Forellenpuff? Selbst die verlangen einen Fischerreischein und dann gilt wohl auch die Regel: kein Schein - kein fischen.....|gr:
Wenn wir demnächst an den Rhein fahren, dann lass ich ihn üben, komme, was da wolle.

Gruss Heike


----------



## Allerangler (7. Dezember 2009)

*AW: Jemanden ohne Angelschein mitnehmen?*



Rheinweib schrieb:


> Forellenpuff? Selbst die verlangen einen Fischerreischein und dann gilt wohl auch die Regel: kein Schein - kein fischen.....|gr:


 


Das ist nicht richtig !!! Zumindest bei uns an den Puff``s dürfte er Fischen , nur nicht den Fisch töten !!! Hört sich zwar doof an ist aber so !!!
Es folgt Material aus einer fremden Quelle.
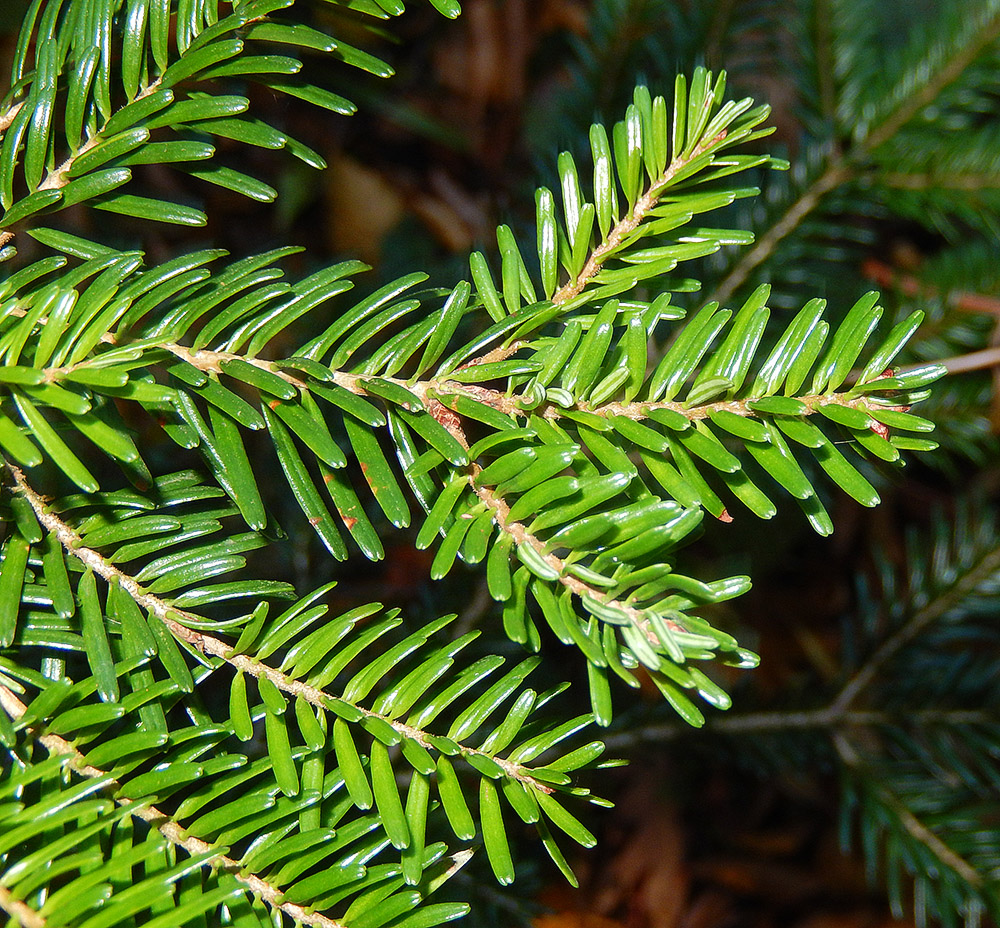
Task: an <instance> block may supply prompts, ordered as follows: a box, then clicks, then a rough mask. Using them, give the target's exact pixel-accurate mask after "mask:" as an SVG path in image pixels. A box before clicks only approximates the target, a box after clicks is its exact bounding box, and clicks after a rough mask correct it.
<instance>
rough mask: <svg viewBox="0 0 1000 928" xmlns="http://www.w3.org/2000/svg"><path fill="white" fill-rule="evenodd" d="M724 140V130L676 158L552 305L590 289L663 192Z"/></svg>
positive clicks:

Also Fischen im Forellenpuff ja , die Fische beteuben und abstechen NEIN #c


----------



## Bassey (7. Dezember 2009)

*AW: Jemanden ohne Angelschein mitnehmen?*

Jaja... mir Hesse sin scho dolle Leude... gelle? ;-)


----------



## --BassQ-- (7. Dezember 2009)

*AW: Jemanden ohne Angelschein mitnehmen?*

Ja sowas ist wirklich schade, wie soll man Leute oder auch Jugendliche an das Hobby heranführen wenn sie "nichts" machen dürfen. Ich fänd es auch besser wenn zb jemand der den Schein nicht hat nehmen wir mal ein Kind ab und zu mal die Rute auswerfen dürften oder auch mal drillen, ich glaub so wurde doch fast jeder Infiziert. Das der Fisch danach von einem Inhaber des Fischereischeins versorgt werden sollte ist jedoch wichtig meiner meinung.


----------



## leopard_afrika (7. Dezember 2009)

*AW: Jemanden ohne Angelschein mitnehmen?*

u.a. deshalb gibt es in brandenburg die regelung mit der friedfischangelei. dort kann man sich ohne prüfung und mit zahlung einer abgabe nen friedfischschein holen, gewässerkarte dazu und schon kann vadder dem sohne, oder frau dem manne  das angeln zeigen. wer dann mehr will, der macht eben den fischereischein. und ich habe es noch nicht gesehen, daß wegen dieser regelungen heerscharen an den seen sitzen und ganze plötzengenerationen ausrotten.  auch den tourischein in s- h und meckpom finde ich gut. mein bruder z.b., der ansonsten gar keine zeit und gelegenheit zum angeln hat, kann im urlaub an der ostsee mal mit aufn kutter oder auf die seebrücke.


----------



## wusel345 (7. Dezember 2009)

*AW: Jemanden ohne Angelschein mitnehmen?*

Ich habe das bei uns vereinsintern geregelt. In meiner Gegenwart dürfen laut Aussage unseres Fischereiaufsehers mein Sohn und ein Freund in meiner Gegenwart an unseren Gewässern angeln, um sich mit der Sache vertraut zu machen und Spaß daran zu finden. Beispiel: Wie sollst Autofahren lernen ohne Praxis durch die Fahrschule? Soll ja auch schon Leute gegeben haben die nach der 3. Fahrstunde gesagt haben dass es nichts für sie ist und sie lieber weiter zu Fuß gehen. Ist doch mit dem Angeln genauso. Wenn es einem gefällt, macht man den Schein oder sucht sich ein anderes Hobby.


----------



## bobbl (7. Dezember 2009)

*AW: Jemanden ohne Angelschein mitnehmen?*

Ich habe jetzt meinen Fischereischein und bin 16.
Dürfte ich da jetzt nen Zwerg unter 10 einfach mitnehmen an die Vereinsgewässer, er eine Rute, ich eine?
Das wäre ja super


----------



## andy72 (7. Dezember 2009)

*AW: Jemanden ohne Angelschein mitnehmen?*

ich lass den sohn von nem kumpel, der ab und zu mit darf, immer köderfische angeln ,so bin ich ans angeln herangeführt worden und generationen vor mir auch, das ist gut und richtig so und da hat jeder kontrolleur mit nem bissel herz auch verständnis!!


----------



## Big Man (7. Dezember 2009)

*AW: Jemanden ohne Angelschein mitnehmen?*

Also inThüringen gibt es  lt. Gesetz den Touristenfischereinschein (3 Monate gültig) leider hat der Gesetzgeber die dazugehörige Verordnung vergessen (es war ja Wahljahr) deswegen geht es praktisch noch nicht.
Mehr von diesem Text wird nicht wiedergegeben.